Google explains why iTunes search results were missing in action
As of Tuesday morning, searches for iOS apps on Google weren't resulting in overt links to Apple's iTunes Store. Direct links to apps on iTunes appeared deeper within Google's search results than usual.
Reports of the quirky search results were first made public on Facebook by AppsFire co-founder Ouriel Ohayon. "Something really weird start to happen on google [sic]," he said. "It has become impossible to find iPhone and iPad apps looking for them in the search engine with a normal query."
To be fair, finding links to iPhone and iPad apps on Google wasn't impossible, just a tad harder. Other iTunes-centric oddities in Google's search results were also documented by TechCrunch and TheNextWeb.
Naturally, some out-there conspiracy theories sprang up quickly, with some speculating that Google was deliberately trying to make links to iTunes much harder for users to find. For Google, however, the integrity of its search algorithm and corresponding results is something it takes extremely seriously. A deliberate move to sandbag iTunes results for iOS apps would be atypical, to say the least.

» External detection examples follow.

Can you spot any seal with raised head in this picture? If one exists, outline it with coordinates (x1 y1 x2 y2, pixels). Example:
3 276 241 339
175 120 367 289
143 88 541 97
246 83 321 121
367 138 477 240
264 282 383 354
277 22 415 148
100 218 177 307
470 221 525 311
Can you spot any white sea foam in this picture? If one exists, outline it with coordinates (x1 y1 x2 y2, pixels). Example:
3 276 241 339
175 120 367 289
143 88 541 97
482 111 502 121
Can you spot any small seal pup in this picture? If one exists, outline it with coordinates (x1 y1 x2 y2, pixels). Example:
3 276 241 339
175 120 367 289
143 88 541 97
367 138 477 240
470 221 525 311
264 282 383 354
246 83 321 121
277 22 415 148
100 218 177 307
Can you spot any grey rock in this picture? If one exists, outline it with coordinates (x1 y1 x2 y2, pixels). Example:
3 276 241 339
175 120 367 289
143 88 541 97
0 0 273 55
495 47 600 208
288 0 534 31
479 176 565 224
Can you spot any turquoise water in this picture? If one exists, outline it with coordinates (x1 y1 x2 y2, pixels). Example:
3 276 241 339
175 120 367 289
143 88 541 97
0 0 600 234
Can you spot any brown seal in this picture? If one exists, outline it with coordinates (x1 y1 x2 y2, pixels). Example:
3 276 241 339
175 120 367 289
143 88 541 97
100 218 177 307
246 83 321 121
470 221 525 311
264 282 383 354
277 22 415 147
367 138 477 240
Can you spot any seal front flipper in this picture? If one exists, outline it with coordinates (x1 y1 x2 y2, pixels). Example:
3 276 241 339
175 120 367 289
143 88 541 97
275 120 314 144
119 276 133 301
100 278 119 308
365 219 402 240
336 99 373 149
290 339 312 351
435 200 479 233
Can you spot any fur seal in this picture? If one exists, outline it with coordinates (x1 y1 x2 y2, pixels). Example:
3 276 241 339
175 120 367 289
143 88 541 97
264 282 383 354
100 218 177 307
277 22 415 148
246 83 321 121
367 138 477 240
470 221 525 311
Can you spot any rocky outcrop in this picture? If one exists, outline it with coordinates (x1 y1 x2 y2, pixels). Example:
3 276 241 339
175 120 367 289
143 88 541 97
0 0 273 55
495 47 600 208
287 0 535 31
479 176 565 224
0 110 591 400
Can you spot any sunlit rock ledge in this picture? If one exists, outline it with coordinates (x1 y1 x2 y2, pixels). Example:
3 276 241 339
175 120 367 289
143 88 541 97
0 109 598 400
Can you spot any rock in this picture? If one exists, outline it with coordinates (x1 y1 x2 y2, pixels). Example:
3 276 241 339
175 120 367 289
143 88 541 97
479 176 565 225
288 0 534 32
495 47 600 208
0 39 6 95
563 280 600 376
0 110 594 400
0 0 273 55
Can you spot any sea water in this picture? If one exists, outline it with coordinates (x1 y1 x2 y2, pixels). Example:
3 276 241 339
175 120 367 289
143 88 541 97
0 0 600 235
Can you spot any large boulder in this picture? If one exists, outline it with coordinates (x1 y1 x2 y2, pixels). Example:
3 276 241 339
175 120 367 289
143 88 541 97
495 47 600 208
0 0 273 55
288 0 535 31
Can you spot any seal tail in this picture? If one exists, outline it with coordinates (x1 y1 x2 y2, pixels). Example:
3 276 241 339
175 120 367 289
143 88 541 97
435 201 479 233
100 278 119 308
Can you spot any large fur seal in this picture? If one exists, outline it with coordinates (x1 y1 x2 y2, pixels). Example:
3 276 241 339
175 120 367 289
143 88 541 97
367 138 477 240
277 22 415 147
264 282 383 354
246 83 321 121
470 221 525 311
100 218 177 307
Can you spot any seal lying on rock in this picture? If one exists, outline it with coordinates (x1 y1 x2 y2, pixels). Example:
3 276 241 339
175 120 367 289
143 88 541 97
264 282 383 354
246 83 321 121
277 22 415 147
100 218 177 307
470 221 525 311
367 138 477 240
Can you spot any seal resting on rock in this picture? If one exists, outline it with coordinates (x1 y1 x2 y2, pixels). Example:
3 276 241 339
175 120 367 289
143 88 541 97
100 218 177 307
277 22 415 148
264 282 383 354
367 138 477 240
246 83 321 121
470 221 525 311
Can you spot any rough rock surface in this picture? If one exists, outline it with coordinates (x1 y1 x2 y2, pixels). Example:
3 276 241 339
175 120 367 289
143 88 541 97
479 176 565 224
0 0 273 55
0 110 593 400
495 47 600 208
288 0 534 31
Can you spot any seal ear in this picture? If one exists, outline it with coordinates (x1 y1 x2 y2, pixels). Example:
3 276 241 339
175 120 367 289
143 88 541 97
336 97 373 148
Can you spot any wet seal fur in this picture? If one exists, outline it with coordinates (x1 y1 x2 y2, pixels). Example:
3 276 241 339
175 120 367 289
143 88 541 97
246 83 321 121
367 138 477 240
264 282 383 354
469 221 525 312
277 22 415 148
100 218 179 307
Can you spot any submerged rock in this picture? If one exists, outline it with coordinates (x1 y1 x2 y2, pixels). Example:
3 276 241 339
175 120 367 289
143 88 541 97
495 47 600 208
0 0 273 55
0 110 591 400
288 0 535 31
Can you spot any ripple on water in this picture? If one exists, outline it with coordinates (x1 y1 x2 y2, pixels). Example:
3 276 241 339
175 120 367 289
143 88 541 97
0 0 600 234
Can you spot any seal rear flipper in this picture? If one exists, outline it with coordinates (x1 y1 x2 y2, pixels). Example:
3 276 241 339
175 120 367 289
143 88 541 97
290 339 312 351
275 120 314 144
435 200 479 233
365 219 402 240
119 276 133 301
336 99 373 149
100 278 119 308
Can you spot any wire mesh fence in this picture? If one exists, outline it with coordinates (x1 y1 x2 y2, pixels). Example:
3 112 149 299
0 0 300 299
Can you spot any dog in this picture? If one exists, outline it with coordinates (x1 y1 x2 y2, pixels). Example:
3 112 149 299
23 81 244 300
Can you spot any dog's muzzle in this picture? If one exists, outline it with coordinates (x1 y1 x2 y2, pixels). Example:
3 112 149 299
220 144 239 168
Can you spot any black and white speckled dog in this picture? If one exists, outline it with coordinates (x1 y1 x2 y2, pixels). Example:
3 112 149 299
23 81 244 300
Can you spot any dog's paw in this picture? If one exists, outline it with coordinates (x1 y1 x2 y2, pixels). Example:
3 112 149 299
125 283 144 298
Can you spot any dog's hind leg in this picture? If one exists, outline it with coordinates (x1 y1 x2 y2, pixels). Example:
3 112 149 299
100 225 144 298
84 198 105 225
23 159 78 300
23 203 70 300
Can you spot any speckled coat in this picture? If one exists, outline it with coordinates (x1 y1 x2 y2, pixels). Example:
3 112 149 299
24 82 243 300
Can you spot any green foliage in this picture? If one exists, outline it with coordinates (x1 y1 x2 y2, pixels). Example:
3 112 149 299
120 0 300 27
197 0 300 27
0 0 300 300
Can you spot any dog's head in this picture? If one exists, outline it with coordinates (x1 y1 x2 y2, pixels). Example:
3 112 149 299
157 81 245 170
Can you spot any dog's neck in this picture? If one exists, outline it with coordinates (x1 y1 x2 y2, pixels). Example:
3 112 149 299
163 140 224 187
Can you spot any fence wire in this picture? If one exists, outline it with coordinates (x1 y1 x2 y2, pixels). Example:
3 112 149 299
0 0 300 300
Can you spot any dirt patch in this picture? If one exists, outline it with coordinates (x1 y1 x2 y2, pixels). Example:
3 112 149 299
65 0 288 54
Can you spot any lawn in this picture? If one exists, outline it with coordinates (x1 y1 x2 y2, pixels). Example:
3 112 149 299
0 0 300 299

So just what, exactly, was going on?
Well, The Verge reached out to Google for comment, and there appears to be a plausible explanation behind the lower profile iTunes links. A Google spokesperson explained:
We've been having some issues fetching pages from the iTunes web servers, and as a result some people may have had problems finding iTunes apps in search easily. We're working with the team there to ensure search users can find what they're looking for.
Danny Sullivan of Search Engine Land, who posted a Twitter conversation between Ohayon and Google search savant Matt Cutts where Cutts notes some issues loading iTunes web pages, speculates that the problem may be the result of duplicate content on Apple's end.
Sullivan posted the following image of a query for WhatsApp Messenger as an illustrative example. The arrows below point to listings for the app that are essentially the same, albeit from different national instances of the iTunes Store (the US and St. Lucia, in this case).
"This suggests that Apple might have a duplicate content issue happening," Sullivan writes, "perhaps one that's become recent, for some reason. With duplicate content, you have two or more pages that are virtually identical to each other. That can confuse search engines and sometimes have the effect of 'splitting the vote' when it comes to ranking, so that neither page wins."
While this problem may have cropped up in parallel with the 403 page loading issue that Cutts cites, Sullivan does note that Microsoft's Bing search engine seems to have no trouble locating the iTunes pages for apps. Bing might be crawling iTunes pages on a different schedule, or Microsoft's culling algorithm for pages with access issues might be less aggressive. In any event, Cutts insists that the issue isn't on Google's side.
Rest easy, conspiracy theorists. Google may be challenging Apple with Android, but it's unlikely that it's purposefully manipulating its search results to obscure iOS apps.